DES MOINES, Iowa (Legal Newsline) – The Iowa Supreme Court has reversed a summary judgment in a case filed by property owners against animal feeding production operators they allege have damaged their property and quality of life.
In the June 22 filing, the state Supreme Court reversed the judgment made by Judge Annette Sciezsinski of the Iowa District Court for Wapello County, who had granted the plaintiffs’ motion for a partial summary judgment.
The suit was filed by property owners and residents Morgan, Robin and Timothy Honomichl; Deb Chance; Kara Chance; Karen Jo Frescoln; and Mike Merrill against confined animal feeding operations (CAFOs) Valley View Swine LLC and JBS Live Pork LLC in Wapello County.
The plaintiffs live near the CAFOs and filed a suit alleging negligence. The plaintiffs were seeking “damages for the loss of use and enjoyment of their property due to the odors, pathogens and flies that allegedly emanate from the CAFOs,” according to the opinion.
According to the opinion, the defendants filed a motion for summary judgment on the “nuisance claims alleging Iowa Code section 657.11(2) (2016) bars such claims since the plaintiffs cannot meet the requirements necessary under the statute to recover the requested special damages against the CAFOs. Meanwhile, the plaintiffs sought partial summary judgment to strike the defendants’ statutory immunity defense under section 657.11(2).”

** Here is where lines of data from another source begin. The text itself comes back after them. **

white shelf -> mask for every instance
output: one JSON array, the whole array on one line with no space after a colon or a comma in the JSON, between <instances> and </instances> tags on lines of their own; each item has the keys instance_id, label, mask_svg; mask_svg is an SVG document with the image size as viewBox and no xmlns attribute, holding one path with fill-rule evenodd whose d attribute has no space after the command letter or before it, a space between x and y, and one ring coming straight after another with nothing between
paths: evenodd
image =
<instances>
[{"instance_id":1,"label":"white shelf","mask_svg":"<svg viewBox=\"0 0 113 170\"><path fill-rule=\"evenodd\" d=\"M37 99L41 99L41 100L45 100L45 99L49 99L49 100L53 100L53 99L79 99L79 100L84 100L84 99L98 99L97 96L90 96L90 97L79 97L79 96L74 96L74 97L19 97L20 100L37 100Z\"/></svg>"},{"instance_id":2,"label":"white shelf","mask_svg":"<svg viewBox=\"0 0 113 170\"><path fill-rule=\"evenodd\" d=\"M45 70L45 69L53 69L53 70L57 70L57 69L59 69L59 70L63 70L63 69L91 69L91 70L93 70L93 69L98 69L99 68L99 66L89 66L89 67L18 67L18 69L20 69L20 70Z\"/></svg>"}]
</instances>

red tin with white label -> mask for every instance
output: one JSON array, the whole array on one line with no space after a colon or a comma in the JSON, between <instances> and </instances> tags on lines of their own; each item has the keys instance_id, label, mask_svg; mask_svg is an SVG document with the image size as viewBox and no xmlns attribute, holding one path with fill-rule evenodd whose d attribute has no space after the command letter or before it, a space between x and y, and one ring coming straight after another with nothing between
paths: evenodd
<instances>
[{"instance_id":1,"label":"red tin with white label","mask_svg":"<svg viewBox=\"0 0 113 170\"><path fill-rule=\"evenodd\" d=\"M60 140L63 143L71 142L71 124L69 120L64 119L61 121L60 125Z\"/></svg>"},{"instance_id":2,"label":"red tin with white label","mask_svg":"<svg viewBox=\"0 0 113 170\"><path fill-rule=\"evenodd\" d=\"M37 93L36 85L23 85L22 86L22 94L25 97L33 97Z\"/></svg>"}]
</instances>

However, the defendants’ motion for summary judgment was denied and the plaintiff’s motion for partial summary judgment was granted.
The Supreme Court said in the filing that a lack of “fact-based analysis” made it “unable to resolve this issue on this record.” The court then reversed and remanded the case back to district court.
The current lawsuit is part of a larger nuisance suit filed against the CAFOs that consists of about 70 plaintiffs.
The filing also noted that Iowa upheld the Gacke test and can now shield large animal feeding operations from lawsuits filed by surrounding property owners.
“However, this section shall not apply if the person bringing the action proves that an injury to the person or damage to the person’s property is proximately caused by either of the following: The failure to comply with a federal statute or regulation or a state statute or rule which applies to the animal feeding operation. The animal feeding operation unreasonably and for substantial periods of time interferes with the person’s comfortable use and enjoyment of the person’s life or property and it failed to use existing prudent generally accepted management practices reasonable for the operation,” according to the operation.